Open youngstu opened 1 year ago

youngstu commented 1 year ago

Which is better between Triplane representation(Get3D) and Voxel Grid representation(SDFusion)? What are Advantages and disadvantages of different 3D representation methods?

Thanks.

Bathsheba commented 1 year ago

Triplane representation works best for shapes with simple topology which are well described by their 3 orthogonal projections. It is especially good for shapes with bilateral (mirror) symmetry in one or more axes. It works poorly for shapes that do not meet these criteria. I haven't yet tried SDFusion for my shapes, which are topologically complex and don't have bilateral symmetry. I'll make a note if it works better.

aakashsaboo commented 9 months ago

@Bathsheba Hi Why are you saying that the Triplane representation works well only for simple and symmetric shape? Any particular reason or is it your intuition?
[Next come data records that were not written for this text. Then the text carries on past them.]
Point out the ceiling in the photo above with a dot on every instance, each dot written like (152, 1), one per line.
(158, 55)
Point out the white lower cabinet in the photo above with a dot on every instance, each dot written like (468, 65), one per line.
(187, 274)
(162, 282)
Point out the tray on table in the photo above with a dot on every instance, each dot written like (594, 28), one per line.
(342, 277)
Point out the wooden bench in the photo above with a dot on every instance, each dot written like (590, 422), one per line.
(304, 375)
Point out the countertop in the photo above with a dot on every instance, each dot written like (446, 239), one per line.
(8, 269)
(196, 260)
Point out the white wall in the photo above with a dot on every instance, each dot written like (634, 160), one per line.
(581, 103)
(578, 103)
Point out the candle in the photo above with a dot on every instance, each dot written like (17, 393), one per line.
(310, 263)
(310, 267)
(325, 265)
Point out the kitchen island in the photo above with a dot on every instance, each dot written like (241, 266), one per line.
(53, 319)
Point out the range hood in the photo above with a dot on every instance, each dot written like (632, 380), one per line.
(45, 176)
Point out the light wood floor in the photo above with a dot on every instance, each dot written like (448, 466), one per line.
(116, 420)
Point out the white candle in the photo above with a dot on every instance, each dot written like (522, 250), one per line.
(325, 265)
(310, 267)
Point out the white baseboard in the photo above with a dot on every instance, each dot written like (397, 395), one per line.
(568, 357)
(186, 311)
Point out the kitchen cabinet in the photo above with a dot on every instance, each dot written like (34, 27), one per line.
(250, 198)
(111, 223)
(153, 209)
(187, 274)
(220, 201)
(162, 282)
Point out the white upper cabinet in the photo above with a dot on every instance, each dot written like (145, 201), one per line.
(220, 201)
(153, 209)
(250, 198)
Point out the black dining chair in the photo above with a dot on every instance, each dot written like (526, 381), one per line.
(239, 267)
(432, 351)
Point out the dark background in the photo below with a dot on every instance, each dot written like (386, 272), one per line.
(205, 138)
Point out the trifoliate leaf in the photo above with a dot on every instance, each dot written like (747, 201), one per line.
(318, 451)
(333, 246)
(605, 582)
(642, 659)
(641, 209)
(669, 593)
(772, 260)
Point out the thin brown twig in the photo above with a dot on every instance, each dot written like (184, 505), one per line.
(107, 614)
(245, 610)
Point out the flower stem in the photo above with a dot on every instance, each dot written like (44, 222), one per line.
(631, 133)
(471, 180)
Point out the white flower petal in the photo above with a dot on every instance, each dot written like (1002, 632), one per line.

Bathsheba commented 9 months ago

That's a great question. I spent a lot of time working with Get3D and eventually gave up on it because it continually enforced bilateral symmetry on data items which don't have this. I thought this was because of the triplane representation, but since then I've worked with other codes that used triplanes and did not have this problem. https://github.com/princeton-computational-imaging/Diffusion-SDF is an example.

So I withdraw my slander of triplanes.

They are popular in this type of code because they are order dimension-squared, whereas voxel grids which are dimension-cubed. I have found them to be effective in reducing memory requirements when encoding high-resolution meshes.

aakash-saboo commented 9 months ago

@Bathsheba I tried to model brain cortical surface using Triplane representation but it did not at all work. Have you tried using this representation for such complicated meshes?

Bathsheba commented 9 months ago

You can see the kind of mesh I have at bathsheba.com. I was impressed by the Diffusion-SDF encoder, it was able to compress complex sculptures into 768 floats, but this type of topological complexity is very different from the surface detail found on a cortex.

I can only advise experimenting, and wish you luck in your quest.

aakash-saboo commented 9 months ago

Can you tell me what do you mean by 768 floats? And I looked into the images on the link you shared. It's very different. I tried a lot of generative models like point-voxel diffusion, and then a Triplane generative model, but they did not work at all. I should try the diffusion-SDF as well.

Thanks!

Bathsheba commented 9 months ago

768 floating-point numbers Diffusion-SDF definitely works better with a large dataset, it is worth trying if you have a lot of brains.